Sulla benzina la richiesta al governo è di alzare le compartecipazioni che lo Stato garantisce alla Regione sulle accise dei carburanti, una compartecipazione che oggi è al 29% e che il documento bipartisan chiede di alzare al 40. Così le maggiori risorse per il Friuli Vg dovrebbero essere di 30 milioni, ma la cifra esatta varia in base ai consumi. Con le risorse in più che il governo dovrebbe garantire in Regione verrebbero incrementati gli sconti. «Questo emendamento – spiega Saro – è collegato a un simile provvedimento richiesto anche per Lombardia e Piemonte che stanno subendo l’esodo verso la Svizzera per il prezzo più conveniente, l’identico problema che abbiamo noi con la Slovenia».
Nel Milleproroghe viene anche chiesto al governo di risolvere la questione dell’Imu, imposta che sostituisce l’Ici e che per come è stata congegnata farebbe finire a Roma tutte le risorse incassate dai Comuni senza che nulla resti in Regione come fondi per i Comuni. «Chiediamo allora che lo Stato rimborsi al Friuli Vg circa 75 milioni – annuncia Saro –, perché quella somma è necessaria agli enti locali e non è accettabile immaginare di subire un danno del genere, è un danno troppo consistente che toglie troppe risorse ai Comuni».

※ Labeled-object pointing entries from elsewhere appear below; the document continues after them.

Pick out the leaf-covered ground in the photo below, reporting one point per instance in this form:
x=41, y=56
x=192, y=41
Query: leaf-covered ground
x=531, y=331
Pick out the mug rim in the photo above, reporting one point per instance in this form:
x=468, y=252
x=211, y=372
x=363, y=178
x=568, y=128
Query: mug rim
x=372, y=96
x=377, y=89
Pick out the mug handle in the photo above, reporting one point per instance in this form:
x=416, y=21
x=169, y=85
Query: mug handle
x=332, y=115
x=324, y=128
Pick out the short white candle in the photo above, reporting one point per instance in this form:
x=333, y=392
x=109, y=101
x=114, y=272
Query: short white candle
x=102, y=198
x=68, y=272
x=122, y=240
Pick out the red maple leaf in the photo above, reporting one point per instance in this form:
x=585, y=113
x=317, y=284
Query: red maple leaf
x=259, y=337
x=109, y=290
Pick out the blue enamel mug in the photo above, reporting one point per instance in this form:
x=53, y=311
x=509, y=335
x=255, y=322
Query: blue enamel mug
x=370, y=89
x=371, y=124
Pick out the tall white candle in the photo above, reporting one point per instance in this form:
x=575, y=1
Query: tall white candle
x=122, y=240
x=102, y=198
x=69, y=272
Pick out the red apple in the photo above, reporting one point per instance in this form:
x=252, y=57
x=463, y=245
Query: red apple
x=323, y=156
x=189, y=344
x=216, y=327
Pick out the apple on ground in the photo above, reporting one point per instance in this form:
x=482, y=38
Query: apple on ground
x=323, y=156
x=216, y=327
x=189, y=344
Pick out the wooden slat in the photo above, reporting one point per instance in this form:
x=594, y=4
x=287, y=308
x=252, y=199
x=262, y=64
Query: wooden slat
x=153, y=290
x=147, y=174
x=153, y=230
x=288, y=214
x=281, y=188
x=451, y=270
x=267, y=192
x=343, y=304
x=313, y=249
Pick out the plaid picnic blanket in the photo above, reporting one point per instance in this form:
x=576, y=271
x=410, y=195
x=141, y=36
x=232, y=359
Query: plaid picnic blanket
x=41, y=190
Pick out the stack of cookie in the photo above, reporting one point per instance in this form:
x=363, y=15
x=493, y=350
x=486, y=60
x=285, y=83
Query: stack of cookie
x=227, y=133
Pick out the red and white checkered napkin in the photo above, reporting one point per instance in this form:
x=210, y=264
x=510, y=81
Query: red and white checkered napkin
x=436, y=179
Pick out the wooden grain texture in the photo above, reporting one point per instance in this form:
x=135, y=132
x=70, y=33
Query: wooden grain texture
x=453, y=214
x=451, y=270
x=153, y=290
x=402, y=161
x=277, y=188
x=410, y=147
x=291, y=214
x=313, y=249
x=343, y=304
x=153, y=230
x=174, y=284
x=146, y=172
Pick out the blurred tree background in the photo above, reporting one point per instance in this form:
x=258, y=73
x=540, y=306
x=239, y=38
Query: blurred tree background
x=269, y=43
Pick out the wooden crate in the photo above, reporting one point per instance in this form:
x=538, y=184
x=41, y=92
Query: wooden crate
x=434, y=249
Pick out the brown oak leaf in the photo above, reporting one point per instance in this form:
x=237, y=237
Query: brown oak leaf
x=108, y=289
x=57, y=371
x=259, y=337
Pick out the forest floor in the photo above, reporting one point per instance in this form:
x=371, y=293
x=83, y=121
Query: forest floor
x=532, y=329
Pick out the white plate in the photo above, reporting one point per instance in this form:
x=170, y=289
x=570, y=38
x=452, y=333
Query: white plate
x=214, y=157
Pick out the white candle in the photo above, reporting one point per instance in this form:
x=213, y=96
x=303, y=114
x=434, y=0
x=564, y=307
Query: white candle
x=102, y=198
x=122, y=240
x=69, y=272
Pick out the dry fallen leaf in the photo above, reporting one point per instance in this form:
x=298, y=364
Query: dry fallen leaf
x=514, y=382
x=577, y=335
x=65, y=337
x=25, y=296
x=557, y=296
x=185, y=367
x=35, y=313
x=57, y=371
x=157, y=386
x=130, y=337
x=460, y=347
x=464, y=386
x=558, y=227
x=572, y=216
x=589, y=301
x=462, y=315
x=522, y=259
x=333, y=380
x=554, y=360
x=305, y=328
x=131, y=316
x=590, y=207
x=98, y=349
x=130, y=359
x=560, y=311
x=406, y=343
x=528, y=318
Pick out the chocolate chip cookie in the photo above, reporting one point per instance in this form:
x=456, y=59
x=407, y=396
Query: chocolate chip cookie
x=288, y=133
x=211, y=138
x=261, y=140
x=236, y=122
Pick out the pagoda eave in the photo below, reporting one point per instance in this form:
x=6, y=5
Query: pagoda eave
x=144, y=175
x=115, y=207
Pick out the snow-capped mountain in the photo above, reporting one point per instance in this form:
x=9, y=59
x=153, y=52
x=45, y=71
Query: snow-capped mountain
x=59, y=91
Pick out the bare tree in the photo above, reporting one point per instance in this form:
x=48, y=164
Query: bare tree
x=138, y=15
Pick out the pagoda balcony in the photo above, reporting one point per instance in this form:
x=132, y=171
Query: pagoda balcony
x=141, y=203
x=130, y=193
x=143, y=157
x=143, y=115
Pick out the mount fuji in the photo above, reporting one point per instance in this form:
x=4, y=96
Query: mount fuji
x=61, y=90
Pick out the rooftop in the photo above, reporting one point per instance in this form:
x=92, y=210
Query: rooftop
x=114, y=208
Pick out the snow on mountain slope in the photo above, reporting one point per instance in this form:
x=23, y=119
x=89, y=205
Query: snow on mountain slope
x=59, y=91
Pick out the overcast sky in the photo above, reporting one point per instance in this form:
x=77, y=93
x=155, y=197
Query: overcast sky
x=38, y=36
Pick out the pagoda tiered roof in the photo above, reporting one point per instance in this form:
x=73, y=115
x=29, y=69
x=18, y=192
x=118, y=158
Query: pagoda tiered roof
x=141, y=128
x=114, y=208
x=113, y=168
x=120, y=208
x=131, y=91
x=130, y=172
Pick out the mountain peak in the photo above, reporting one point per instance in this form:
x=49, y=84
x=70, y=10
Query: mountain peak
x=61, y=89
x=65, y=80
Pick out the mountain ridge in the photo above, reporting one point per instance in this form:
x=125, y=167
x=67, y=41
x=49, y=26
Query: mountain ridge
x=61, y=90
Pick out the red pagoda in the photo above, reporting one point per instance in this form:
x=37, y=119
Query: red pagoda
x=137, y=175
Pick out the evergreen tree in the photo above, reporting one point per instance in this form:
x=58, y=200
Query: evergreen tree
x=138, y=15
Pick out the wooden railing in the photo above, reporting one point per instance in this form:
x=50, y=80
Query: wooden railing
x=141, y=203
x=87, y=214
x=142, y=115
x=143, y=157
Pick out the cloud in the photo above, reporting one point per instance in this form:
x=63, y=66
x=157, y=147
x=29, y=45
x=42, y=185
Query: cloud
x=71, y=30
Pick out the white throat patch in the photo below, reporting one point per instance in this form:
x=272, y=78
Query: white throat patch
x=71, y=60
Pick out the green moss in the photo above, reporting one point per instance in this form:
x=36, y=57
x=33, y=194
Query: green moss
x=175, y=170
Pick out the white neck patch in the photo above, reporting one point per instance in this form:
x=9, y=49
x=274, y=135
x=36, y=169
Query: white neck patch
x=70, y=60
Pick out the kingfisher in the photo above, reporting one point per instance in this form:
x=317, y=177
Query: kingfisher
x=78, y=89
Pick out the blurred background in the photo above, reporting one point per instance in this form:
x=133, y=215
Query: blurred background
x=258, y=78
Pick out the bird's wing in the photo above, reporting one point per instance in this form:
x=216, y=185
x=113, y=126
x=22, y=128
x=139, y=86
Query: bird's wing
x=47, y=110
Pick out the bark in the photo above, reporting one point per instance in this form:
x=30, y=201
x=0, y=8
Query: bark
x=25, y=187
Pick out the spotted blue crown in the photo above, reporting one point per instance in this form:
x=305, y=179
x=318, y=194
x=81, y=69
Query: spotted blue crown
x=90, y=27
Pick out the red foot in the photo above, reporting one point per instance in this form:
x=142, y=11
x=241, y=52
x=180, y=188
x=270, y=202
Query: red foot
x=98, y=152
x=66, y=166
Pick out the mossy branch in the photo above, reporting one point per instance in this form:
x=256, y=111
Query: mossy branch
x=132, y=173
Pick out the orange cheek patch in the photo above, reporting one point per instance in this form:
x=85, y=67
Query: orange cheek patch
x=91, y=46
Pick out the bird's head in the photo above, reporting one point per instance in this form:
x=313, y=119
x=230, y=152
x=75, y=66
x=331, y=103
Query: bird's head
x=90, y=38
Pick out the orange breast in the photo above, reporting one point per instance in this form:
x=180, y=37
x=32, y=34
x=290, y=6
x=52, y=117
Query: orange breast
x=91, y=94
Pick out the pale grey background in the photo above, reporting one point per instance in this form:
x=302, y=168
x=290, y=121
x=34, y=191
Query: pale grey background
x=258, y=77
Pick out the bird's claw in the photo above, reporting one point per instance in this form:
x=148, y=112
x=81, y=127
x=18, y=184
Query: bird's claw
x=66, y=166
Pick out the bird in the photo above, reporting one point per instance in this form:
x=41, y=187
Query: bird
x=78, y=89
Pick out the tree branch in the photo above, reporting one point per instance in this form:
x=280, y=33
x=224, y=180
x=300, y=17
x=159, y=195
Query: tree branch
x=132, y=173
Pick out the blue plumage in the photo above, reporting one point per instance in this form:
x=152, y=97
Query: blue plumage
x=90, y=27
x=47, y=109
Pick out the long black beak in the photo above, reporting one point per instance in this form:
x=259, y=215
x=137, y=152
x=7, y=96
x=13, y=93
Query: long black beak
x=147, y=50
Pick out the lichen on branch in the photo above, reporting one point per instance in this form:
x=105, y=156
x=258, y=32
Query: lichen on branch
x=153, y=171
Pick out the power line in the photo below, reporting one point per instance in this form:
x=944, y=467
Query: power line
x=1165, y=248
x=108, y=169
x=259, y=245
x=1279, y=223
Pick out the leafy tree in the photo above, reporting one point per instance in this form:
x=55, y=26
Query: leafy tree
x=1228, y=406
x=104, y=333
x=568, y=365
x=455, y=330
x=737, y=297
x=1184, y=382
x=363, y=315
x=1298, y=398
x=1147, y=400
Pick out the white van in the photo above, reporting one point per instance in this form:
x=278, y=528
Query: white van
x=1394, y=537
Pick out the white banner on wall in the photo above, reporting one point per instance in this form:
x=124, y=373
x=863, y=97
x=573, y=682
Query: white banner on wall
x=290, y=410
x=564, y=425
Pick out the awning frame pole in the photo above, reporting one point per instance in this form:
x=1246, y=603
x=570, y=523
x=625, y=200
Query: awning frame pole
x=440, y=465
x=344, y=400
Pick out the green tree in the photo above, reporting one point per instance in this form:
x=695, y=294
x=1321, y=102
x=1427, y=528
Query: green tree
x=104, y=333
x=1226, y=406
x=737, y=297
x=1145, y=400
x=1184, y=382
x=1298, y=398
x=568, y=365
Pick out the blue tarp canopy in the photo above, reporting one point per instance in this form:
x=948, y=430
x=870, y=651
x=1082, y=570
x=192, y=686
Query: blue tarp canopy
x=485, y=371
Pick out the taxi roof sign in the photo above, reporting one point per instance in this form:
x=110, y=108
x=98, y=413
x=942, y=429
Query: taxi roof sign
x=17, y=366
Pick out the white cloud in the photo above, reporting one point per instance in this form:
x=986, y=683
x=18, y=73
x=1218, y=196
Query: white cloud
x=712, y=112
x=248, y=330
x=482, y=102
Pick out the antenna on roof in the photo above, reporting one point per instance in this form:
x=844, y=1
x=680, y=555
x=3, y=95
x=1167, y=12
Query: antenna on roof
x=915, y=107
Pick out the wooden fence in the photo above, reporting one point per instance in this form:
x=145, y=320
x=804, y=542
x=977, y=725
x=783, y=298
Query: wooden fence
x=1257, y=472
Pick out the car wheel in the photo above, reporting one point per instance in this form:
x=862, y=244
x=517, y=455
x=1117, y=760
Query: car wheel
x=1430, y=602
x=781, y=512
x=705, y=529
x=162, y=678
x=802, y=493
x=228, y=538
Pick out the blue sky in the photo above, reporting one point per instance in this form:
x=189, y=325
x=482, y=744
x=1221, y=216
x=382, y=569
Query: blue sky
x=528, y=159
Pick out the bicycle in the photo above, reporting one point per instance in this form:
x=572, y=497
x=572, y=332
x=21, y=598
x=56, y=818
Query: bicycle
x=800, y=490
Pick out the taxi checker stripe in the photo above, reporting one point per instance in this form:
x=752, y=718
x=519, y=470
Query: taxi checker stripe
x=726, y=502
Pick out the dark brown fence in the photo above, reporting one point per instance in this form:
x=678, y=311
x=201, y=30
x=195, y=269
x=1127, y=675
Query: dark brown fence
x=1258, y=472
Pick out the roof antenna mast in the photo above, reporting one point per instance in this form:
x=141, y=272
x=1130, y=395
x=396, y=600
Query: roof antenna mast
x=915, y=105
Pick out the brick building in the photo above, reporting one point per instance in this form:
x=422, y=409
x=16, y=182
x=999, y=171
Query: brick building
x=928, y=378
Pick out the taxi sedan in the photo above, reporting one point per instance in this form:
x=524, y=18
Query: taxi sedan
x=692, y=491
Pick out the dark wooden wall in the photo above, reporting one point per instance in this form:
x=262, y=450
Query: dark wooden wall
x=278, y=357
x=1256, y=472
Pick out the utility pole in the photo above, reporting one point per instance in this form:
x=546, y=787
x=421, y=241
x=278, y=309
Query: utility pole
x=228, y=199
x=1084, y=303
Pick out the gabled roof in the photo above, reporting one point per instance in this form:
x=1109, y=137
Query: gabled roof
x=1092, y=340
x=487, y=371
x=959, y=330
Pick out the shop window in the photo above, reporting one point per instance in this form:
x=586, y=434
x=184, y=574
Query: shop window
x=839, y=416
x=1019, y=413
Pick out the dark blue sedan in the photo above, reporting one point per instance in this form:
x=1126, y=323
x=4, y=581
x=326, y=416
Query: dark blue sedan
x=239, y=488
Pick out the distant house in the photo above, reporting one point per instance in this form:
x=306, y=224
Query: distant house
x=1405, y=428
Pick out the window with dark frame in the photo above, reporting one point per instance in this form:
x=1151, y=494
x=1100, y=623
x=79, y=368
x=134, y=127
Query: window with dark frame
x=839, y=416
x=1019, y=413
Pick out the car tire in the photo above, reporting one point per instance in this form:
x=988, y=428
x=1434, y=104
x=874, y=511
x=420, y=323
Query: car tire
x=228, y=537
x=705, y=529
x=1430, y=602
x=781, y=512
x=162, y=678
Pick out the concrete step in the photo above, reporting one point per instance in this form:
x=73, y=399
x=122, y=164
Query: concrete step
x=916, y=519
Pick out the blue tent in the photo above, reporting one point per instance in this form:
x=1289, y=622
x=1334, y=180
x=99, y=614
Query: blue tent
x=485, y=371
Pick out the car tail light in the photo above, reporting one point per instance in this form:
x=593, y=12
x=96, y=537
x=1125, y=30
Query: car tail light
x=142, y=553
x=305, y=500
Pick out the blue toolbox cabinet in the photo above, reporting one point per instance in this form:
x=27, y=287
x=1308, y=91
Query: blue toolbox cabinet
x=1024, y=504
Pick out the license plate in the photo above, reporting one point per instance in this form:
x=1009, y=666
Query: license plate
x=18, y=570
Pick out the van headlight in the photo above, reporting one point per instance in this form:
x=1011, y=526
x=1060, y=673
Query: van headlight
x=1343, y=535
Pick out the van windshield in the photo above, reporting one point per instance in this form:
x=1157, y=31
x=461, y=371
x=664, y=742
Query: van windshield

L’ultima questione è quella della doppia imposizione sull’energia elettrica, perché in Friuli Vg restano da pagare sia l’addizionale comunale sia quella provinciale. «Al governo chiediamo quindi di sopprimere la tassazione nazionale. E questa richiesta – prosegue il senatore del Pdl – verrà inserita in un emendamento al decreto sulle liberalizzazioni, che dovrebbe passare in Aula la prossima settimana. Sono comunque fiducioso e ritengo che i nostri emendamenti per il Friuli Vg passeranno».
Stamattina alle 11 scade il termine per la presentazione degli emendamenti al decreto Milleproroghe alle commissioni Bilancio e Affari costituzionali del Senato dove poi comincerà l’esame dei provvedimenti. Nell’attesa che le rassicurazioni del governo si concretizzino, come il premier Mario Monti ha garantito al governatore Renzo Tondo, da una settimana e fino al 29 febbraio sono in vigore i nuovi sconti sulla benzina voluti dalla giunta Tondo: 6 centesimi al litro nei Comuni di fascia 1 e uno nei Comuni di fascia 2.